En el estado de Chihuahua, durante la primera semana de noviembre de 2020, la pandemia rompió récord en decesos, con setenta casos en veinticuatro horas, cuarenta y siete de ellos en Ciudad Juárez, según la Secretaría de Salud estatal. El tío abuelo de Claudia, que ingresó al Hospital General de Ciudad Juárez en estado grave y murió dos días después, forma parte de esa cifra.

—Afortunadamente, no me tocó [atenderlo]. Hubiera sido muy difícil —me dice Claudia.

Chihuahua regresó al semáforo rojo epidemiológico y el día 6 de noviembre, el gobernador, Javier Corral, decretó una restricción total de la movilidad durante 59 horas consecutivas para evitar “una tragedia colectiva”.

En los hospitales públicos de Chihuahua había mil seis pacientes internados por covid, y el personal médico estaba a punto de quebrarse bajo la presión. Claudia llegaba a casa ojerosa y con el rostro marcado por el cubrebocas, después de extenuantes jornadas de ocho horas, durante las cuales ella y sus compañeros ni siquiera podían tomarse un vaso de agua.

—Mi esposo me veía y me decía: vienes bien cansada, ¿verdad? —recuerda Claudia.

Al día siguiente de que su esposo la viera llegar exhausta a su casa, el celular de Claudia, envuelto en una bolsa ziploc, rompía el silencio del área de pacientes intubados y el monótono bip-bip de los monitores con ritmos de bachata, cumbia y reggaetón…

—¿Ya vas a empezar? —le preguntaban sus compañeros.

En los días en que Claudia y las otras enfermeras les acercaban a los pacientes un celular para que estos pudieran despedirse de sus familiares con una última videollamada, los ritmos tropicales quizá les recordaban que afuera del área de covid había algarabía, fiestas, seres queridos por quienes valía la pena luchar. Claudia cuenta que cuando les ponía música a los pacientes intubados, el trazado isoeléctrico de sus signos vitales en el monitor comenzaba a cambiar.

[Mucho valor]

Johana Escárcega, la jefa inmediata de Claudia, realiza tareas administrativas en una diminuta oficina junto a la entrada al área de covid. De su rostro, cubierto por un cubrebocas blanco, únicamente son visibles los ojos castaños y las cejas pintadas con un trazo grueso de tono café. Se ríe cuando recuerda estas anécdotas, pero también expresa admiración por el hecho de que cuando el estado de un paciente se vuelve crítico, Claudia es de las pocas enfermeras que está dispuesta a intubar.

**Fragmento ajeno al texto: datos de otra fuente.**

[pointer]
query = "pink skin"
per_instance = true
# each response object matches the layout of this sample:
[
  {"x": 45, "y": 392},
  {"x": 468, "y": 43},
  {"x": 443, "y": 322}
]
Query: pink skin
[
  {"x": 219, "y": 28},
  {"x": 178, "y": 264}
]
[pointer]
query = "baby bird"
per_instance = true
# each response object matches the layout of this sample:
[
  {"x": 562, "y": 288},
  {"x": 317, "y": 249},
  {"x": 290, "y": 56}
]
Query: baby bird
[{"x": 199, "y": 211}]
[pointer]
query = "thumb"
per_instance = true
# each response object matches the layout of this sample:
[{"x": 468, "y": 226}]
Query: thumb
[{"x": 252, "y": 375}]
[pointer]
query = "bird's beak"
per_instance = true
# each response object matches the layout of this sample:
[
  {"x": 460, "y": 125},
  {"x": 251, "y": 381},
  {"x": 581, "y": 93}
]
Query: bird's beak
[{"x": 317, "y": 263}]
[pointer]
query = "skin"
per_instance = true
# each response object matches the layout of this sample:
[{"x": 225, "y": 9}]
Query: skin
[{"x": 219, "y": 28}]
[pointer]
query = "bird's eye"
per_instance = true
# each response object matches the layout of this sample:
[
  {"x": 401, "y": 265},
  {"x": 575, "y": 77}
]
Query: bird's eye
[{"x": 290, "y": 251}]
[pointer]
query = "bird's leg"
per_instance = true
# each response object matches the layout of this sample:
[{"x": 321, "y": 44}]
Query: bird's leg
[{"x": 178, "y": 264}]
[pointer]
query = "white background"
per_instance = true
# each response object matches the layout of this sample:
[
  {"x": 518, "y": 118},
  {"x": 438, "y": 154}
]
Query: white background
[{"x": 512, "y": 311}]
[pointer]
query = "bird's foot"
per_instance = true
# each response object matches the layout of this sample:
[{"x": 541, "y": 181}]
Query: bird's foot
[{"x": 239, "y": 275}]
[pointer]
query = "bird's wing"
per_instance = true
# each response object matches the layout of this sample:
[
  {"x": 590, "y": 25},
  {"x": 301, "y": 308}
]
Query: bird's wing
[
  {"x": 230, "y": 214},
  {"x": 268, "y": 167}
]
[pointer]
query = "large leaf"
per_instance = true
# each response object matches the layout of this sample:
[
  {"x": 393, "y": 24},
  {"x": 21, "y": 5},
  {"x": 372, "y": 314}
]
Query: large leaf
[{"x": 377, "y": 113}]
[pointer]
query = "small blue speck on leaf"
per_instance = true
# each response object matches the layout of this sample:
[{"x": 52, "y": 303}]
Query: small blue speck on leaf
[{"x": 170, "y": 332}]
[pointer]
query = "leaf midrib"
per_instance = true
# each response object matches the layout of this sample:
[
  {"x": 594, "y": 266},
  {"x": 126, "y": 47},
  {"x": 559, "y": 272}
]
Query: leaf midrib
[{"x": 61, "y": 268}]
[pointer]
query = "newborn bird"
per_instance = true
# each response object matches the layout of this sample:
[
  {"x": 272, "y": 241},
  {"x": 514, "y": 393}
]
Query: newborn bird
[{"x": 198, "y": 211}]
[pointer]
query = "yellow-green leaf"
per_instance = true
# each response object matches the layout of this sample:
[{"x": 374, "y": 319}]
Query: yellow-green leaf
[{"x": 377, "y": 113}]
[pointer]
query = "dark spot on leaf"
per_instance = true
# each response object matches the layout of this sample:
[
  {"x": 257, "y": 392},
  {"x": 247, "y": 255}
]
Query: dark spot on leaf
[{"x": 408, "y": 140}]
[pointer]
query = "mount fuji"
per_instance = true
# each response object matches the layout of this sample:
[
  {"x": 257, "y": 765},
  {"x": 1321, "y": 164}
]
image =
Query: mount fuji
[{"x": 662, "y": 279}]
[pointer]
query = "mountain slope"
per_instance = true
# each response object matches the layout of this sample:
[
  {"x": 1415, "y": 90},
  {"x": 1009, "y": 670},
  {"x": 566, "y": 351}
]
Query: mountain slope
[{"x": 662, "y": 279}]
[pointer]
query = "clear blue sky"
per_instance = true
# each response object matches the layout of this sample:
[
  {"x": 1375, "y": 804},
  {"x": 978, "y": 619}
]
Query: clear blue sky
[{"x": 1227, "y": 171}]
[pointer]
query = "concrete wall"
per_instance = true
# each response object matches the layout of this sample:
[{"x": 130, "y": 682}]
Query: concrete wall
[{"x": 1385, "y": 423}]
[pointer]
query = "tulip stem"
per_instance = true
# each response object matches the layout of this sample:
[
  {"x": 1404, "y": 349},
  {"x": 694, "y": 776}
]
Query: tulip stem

—Se necesita mucho valor porque estás en la vía aérea del paciente, donde está el virus y te expones a infectarte. Pero ella ve que se le pone mal un paciente y no espera al anestesiólogo. Para hacerlo se necesita preparación y práctica —dice la joven enfermera. Ella conoce a Claudia desde que está ingresó al hospital como pasante hace una década.

Un enfermero se asoma a la puerta.

—¿Tienes un tanque de oxígeno aquí? —pregunta, y rápidamente se va. Minutos después entra otro a pedir que le firmen un documento.

Con la mirada pensativa, María Dolores del Hoyo —Lola, para los amigos—, la otra jefa de Claudia, se ha retirado momentáneamente el cubrebocas, dejando al descubierto un rostro de tez clara con pecas suaves.

—Los pacientes le agarran mucho cariño [a Claudia] porque es muy abierta, extrovertida, platicadora y muy buena trabajadora. Yo soy muy seria. Vas y los tratas bien y todo, pero ella profundiza más con ellos. En la pandemia nos dimos cuenta de que cuando se sienten deprimidos evolucionan más, entonces sí les ayuda que alguien les esté dando ánimos y los saque un ratito de su enfermedad —cuenta Lola.

[Siempre me gustó ese nombre]

Febrero de 2021. El semáforo epidemiológico de Ciudad Juárez ha pasado de rojo a amarillo, mientras que el resto de Chihuahua pasó a naranja.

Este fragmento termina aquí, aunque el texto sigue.